AND APPROVAL OF THE ADVANCE COMMITMENT CAPACITY

EXECUTIVE SUMMARY

1. This note outlines the financial issues relating to the implementation of the ADF-12 Resolution, and is

intended to ensure that the ADF-12 Report and the ADF-12 Resolution, including the implementation of the

commitment capacity under the Advance Commitment Authority (ACA) are properly interpreted and

monitored.

2. The total ADF-12 net resources for allocation are UA 5,750.54 million. Uses of Funds cover the

contingencies, upfront allocations to set-asides, and country allocations by the PBA methodology. Three

contingencies are netted out, namely contingencies for accelerated subscriptions, for exchange rate risk, and for

unsubscribed and qualified subscriptions, which together amount to UA 463.61 million. Two upfront allocations

have been made for the Fragile States Facility (UA 764 million) and the Regional Operations envelope (UA

1,150.11 million). After reducing the total allocable ADF-12 resources by these upfront allocations, UA

3,836.43 million is left for country allocations through the PBA system.

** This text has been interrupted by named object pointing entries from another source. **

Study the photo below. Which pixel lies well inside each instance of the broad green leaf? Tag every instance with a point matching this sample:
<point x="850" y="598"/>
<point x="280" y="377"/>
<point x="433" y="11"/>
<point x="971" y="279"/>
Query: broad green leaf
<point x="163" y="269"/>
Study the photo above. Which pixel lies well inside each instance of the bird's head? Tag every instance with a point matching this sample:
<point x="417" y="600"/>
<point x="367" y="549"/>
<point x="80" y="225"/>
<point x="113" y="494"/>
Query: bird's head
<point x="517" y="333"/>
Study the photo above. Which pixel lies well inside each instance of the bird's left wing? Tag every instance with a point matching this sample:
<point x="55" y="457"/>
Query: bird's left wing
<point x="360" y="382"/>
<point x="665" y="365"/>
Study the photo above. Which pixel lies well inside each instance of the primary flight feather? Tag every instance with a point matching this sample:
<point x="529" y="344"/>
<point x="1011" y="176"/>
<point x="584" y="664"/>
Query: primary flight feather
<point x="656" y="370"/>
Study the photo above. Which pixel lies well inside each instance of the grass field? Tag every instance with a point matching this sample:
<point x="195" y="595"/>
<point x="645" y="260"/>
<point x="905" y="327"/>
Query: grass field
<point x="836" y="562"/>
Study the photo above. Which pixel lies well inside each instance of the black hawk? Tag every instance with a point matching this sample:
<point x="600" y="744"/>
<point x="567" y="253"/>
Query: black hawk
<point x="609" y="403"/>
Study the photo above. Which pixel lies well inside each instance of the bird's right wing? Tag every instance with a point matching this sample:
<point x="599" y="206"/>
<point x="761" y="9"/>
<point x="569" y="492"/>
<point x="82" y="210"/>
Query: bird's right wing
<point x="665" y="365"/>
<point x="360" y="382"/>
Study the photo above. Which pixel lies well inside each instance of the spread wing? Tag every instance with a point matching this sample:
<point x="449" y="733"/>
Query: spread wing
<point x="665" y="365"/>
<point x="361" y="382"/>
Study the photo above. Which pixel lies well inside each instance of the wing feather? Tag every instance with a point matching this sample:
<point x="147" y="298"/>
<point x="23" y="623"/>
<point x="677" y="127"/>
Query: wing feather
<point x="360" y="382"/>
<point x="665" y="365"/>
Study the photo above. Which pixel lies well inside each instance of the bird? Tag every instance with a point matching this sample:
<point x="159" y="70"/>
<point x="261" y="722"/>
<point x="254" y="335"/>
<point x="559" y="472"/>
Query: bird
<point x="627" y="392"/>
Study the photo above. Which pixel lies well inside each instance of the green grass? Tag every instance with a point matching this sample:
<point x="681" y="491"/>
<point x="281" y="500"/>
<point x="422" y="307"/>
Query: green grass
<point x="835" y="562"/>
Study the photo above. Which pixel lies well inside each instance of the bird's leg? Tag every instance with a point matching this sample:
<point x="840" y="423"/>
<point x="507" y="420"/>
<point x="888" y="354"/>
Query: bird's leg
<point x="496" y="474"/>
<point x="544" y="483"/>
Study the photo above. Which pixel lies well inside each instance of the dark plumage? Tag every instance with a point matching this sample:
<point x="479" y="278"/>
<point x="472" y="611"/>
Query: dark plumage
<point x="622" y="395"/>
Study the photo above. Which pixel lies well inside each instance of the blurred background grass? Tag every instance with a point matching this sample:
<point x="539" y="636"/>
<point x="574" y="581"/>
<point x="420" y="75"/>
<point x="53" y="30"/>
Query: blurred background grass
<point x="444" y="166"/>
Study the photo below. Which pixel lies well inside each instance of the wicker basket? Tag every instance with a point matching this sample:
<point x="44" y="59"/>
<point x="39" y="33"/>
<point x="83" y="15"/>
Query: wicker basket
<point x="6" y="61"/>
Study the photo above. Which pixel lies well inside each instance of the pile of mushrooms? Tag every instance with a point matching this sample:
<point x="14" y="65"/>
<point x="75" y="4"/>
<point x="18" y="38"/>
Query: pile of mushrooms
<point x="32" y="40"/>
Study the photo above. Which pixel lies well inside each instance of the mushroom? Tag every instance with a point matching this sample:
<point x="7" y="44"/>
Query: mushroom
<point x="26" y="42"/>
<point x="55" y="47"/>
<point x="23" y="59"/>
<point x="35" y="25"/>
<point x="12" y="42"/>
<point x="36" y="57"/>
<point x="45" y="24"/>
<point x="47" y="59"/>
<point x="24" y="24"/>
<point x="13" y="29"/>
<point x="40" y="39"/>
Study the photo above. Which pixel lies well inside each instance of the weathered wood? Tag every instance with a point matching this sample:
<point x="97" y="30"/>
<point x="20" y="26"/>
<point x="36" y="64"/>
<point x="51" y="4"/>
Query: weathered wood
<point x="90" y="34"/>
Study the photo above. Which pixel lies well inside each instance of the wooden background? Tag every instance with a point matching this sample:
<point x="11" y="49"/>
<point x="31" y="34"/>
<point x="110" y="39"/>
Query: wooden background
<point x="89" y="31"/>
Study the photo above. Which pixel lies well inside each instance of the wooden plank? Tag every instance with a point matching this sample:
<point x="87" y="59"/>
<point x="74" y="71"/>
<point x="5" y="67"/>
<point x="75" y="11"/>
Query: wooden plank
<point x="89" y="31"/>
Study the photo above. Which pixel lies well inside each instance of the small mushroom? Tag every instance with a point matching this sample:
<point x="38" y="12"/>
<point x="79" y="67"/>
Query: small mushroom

3. The Sources of Funds for ADF-12 comprise carry-over resources from previous replenishments and

ADF-12 resources. The carry-overs are of two types: (i) usable resources and (ii) other resources, which prior to

ADF-12 were referred to as restricted resources. The usable resources include qualified subscriptions and

available commitment capacity as at end December 2010. The resources formerly restricted consist of ADF-8

special resources for the Project Preparation Facility (PPF). Under an omnibus clause in paragraph 10(e) of the

ADF-12 Resolution, all resources, including carry-over resources, are to be available for commitment under

ADF-12 in accordance with the terms and conditions of the ADF-12 Resolution. However, Management is of

the view that for ease of administration, PPF resources should be excluded from the application of the omnibus

clause as was the case during ADF-11. This would in effect mean that an amount of UA 419.89 million of

carry-over resources would be added to the total ADF-12 replenishment resources of UA 5,794.26 million

which comprise (i) donor contributions in the amount of UA 3,786.92 million and (ii) an advance commitment

capacity from the Bank Group of UA 2,007.34 million. Accordingly, the total resources expected over the ADF-

12 period amount to UA 6,214.15 million.

4. Based on 2010 grant levels, the Modified Volume Approach (MVA), under which a 20 percent volume

discount is applied to grants, for ADF-12 is broken down as follows: 5.43% is the “incentive–related” portion

and 14.57% is the “charges-related” portion (grant surcharge). The amount of the surcharge is estimated on total

grants for national and regional operations. The estimates of the amount of grant surcharge will change annually

as the share of grants varies with each annual PBA exercise.

5. Monitoring of the operational and financial implementation of ADF-12 will be undertaken by ORMU in

collaboration with FFCO, ORPC, OSFU, SEGL, GECL, FFMA, and FTRY. ORMU and FFCO will verify the

consistency of the reports the basis of the ADF-12 Resource Allocation Framework, the annual country

allocations, and the periodic statements on commitment capacity. The ORMU will issue quarterly reports to the

Operations Committee (OpsCom) on the status of available ADF resources and their utilization. ORMU will

also be responsible for preparing Board papers on the status of available resources and utilization as, and when,

needed.

6. Members of the ADF Board of Directors are invited to: (i) Consider this report on “Financial aspects of

ADF-12 implementation and approval of the Advance Commitment Capacity”; and (ii) approve the Advance

Commitment Capacity from internally generated resources for the ADF-12 period totaling UA 2,007.34 million,

which will be made available for use upon the approval of the Board of Directors and the adoption of the ADF-

12 Resolution by the Board of Governors.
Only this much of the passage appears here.